- This topic has 2 replies, 2 voices, and was last updated 10 years, 1 month ago by Anonymous.
October 11, 2013 at 12:33 pm #1724Anonymous
I’m trying to define symmetry with Rosetta de novo symmetry definition script:
I would like to get a symmetry where two helix chains are antiparallel, how can I do it? I know how to get two parallel chains symmetry.
Also, I would like to get trimer symmetry where two chains are parallel and one is antiparallel. How can I make it?
October 11, 2013 at 3:29 pm #9396Anonymous
For two anti-parallel helices, the symmetry is also C2, just like the two parallel helices case. The only difference is where the axis of symmetry is pointing. For the parallel case, the axis of symmetry is aligned along the helices. For the anti-parallel case, the axis is perpendicular to the helices.

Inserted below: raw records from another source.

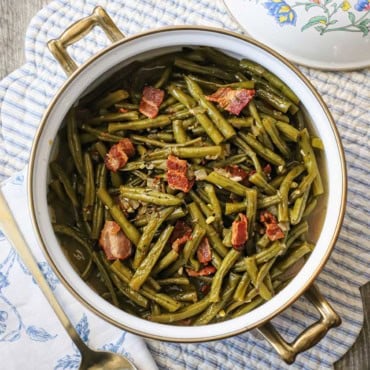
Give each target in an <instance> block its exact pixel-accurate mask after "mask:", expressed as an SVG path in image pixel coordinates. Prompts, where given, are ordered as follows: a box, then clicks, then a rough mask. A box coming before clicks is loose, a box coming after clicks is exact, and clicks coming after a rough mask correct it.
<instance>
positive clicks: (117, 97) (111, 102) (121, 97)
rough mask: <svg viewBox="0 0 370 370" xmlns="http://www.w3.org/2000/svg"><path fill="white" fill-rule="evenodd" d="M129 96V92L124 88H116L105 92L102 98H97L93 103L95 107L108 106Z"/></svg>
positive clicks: (104, 107)
mask: <svg viewBox="0 0 370 370" xmlns="http://www.w3.org/2000/svg"><path fill="white" fill-rule="evenodd" d="M128 97H129V94H128V92H127V91H125V90H117V91H113V92H111V93H109V94H107V95H106V96H105V97H104V98H102V99H100V100H98V101H97V102H96V103H95V106H96V108H97V109H102V108H108V107H110V106H112V105H114V104H115V103H118V102H120V101H121V100H125V99H127V98H128Z"/></svg>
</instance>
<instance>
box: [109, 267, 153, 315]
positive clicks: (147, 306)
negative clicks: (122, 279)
mask: <svg viewBox="0 0 370 370" xmlns="http://www.w3.org/2000/svg"><path fill="white" fill-rule="evenodd" d="M111 278H112V282H113V284H114V285H115V286H116V288H117V289H118V290H119V292H121V293H122V294H123V295H124V296H125V297H127V298H129V299H130V300H131V301H132V302H134V303H136V304H137V305H138V306H140V307H143V308H147V307H148V306H149V301H148V300H147V299H146V298H145V297H143V296H142V295H141V294H140V293H138V292H136V291H135V290H133V289H131V288H130V287H129V286H128V284H127V283H124V282H123V281H122V280H120V278H119V275H118V274H115V273H112V274H111Z"/></svg>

I’m not sure if there’s a good way in the symmetry code itself to enforce the parallel versus anti-parallel arrangement. My guess is that what you’d get is dependent on the exact protocol you’re using and what the energy function thinks of the two cases. You may be able to apply constraints (e.g. distance constraints between the ends of the two helices) to favor one over the other.

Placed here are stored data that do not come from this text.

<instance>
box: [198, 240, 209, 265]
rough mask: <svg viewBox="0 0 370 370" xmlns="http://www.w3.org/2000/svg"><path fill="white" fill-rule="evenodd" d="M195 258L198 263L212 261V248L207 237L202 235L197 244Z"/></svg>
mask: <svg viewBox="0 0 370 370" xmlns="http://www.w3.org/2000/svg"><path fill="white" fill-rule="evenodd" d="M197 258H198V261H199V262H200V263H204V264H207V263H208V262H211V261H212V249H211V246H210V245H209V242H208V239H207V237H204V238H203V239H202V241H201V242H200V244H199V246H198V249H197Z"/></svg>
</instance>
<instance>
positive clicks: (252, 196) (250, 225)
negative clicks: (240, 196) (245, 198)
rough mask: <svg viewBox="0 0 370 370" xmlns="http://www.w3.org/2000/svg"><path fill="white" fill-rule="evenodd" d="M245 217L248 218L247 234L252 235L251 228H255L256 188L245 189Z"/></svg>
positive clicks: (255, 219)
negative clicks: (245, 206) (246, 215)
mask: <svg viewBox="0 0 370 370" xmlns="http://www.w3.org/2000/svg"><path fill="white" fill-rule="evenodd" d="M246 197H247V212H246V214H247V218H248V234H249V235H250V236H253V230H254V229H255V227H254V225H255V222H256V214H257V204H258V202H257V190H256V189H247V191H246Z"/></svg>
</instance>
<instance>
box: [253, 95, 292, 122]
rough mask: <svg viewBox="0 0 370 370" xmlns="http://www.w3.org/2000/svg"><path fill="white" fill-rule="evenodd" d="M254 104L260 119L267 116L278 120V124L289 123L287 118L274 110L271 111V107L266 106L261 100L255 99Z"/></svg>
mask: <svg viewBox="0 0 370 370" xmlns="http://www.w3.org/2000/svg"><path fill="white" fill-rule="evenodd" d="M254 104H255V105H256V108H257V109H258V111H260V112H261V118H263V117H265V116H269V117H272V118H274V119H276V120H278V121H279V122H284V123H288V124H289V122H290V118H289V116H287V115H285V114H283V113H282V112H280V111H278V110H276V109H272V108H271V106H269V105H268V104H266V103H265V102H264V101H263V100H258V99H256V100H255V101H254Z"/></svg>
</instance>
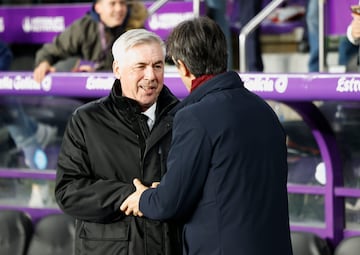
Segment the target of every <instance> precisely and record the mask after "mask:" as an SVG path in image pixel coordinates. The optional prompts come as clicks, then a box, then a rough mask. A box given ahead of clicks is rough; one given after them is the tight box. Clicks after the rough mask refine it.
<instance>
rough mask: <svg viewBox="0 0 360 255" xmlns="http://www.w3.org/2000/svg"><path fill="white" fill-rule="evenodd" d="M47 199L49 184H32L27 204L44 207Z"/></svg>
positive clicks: (48, 198)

Regarding the trimer, if you have a three helix bundle with two parallel and one anti-parallel, then that’s not really “symmetric”. There’s no line you can draw through that conformation which gives a rotation less than 360 degrees resulting in an identical conformation – it’s just not geometrically feasible. That said, I think the Rosetta symmetry mechanism may be flexible enough to allow it. None of the automated tools are likely to generate such a symmetry definition file for you, but you may be able to hand edit one. Generate a number of different symmetry files of differing complexities and try to get an understanding of what each of the parts mean. You may be able to adjust one of the parameters for the third member of the trimer such that it flips it end over end.
Worst case scenario, you have to model it without symmetry. That may actually be the better course of action, anyway. Using the symmetry machinery implies things about sidechain positions and backbone conformations which might not actually be the case for this trimer.
October 14, 2013 at 4:25 pm #9416Anonymous
Thank you for your reply.
Trimer case is indeed much more difficult so I would like to focus on anti-parallel dimer for now.
I generated parallel C2 symmetry file using previously mentioned script and I was trying to understand what is happening inside this file using Rosetta symmetry guide: https://www.rosettacommons.org/manuals/archive/rosetta3.5_user_guide/d1/dd2/symmetry.html
For C2 the file looks like that (automatic generation by de novo script, -symm_type cn -nsub 2):
E = 2*VRT0001 + 1*(VRT0001:VRT0002)
start -1,0,0 0,1,0 0,0,0
rot Rz 2
connect_virtual JUMP1 VRT0001 VRT0002
set_dof BASEJUMP x(50) angle_x(0:360) angle_y(0:360) angle_z(0:360)
As I understand ‘rot Rz 2’ command is locating chains parallel to each other.
Now, what should be done is locate them parallel and then flip one of the chains.
I think that inserting following command istead of ‘rot Rz 2’ could do it:
rot Rz_angle 180.0
rot Rx_angle 180.0
rot Rz_angle 180.0
What do you think about this approach?